The arrest of the WikiLeaks co-founder, Julian Assange, has re-ignited speculation around the co-called “insurance” – large encrypted files, uploaded by the website. What they are and when they will get opened is still not known.
Assange’s seven-year exile ended on Thursday, when the Metropolitan Police dragged the publisher out of the Ecuadorian embassy in London. While his fate is in limbo, even more uncertainty surrounds the WikiLeaks “insurance” files – believed by some to be the website’s “dead man’s switch” option: a massive encrypted data dump whose decryption keys will be revealed in case Assange gets arrested or killed, or WikiLeaks gets taken down for good.
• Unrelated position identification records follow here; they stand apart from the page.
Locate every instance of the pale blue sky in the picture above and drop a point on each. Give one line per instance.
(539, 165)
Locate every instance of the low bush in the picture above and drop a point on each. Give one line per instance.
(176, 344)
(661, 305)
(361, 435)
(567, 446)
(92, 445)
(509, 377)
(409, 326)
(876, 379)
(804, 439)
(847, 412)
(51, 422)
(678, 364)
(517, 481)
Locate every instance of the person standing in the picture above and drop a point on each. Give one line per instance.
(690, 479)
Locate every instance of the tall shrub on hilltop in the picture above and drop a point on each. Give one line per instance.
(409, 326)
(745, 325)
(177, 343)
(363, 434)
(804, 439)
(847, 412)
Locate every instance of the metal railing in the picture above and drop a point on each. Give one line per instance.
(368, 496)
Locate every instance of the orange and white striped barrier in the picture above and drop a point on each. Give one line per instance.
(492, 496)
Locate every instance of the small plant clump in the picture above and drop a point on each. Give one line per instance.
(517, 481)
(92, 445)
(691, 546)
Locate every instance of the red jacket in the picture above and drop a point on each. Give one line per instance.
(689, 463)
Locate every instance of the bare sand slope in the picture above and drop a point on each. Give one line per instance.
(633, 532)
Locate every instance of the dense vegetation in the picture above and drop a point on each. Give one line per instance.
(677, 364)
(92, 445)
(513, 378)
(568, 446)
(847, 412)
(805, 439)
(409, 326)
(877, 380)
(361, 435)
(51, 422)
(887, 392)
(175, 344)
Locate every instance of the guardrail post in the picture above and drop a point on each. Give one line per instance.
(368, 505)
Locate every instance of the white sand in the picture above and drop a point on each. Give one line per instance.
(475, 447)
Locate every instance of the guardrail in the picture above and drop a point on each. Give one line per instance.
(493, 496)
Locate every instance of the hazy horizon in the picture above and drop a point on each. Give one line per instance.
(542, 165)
Now that Assange is in custody, speculation has swirled that the keys are about to be made public – but nothing has happened so far.
The very first file of this type appeared back in July 2010 on the Afghan War Diary page. The encrypted file is strikingly large – larger than all the previous entries of the diary combined.
“If anything happens to Assange or the website, a key will go out to unlock the files. There would then be no way to stop the information from spreading like wildfire because so many people already have copies,” CBS correspondent Declan McCullagh said back then.
Since 2010, WikiLeaks dropped a whole batch of similar “insurance” files – and none of them have been cracked open. In 2010, there were speculations that one of the files was unlocked, yet WikiLeaks said the rumors were not true.
Emergence of certain “insurance” files have preceded major data dumps by WikiLeaks, which means they might have contained full info of the upcoming release – just in case.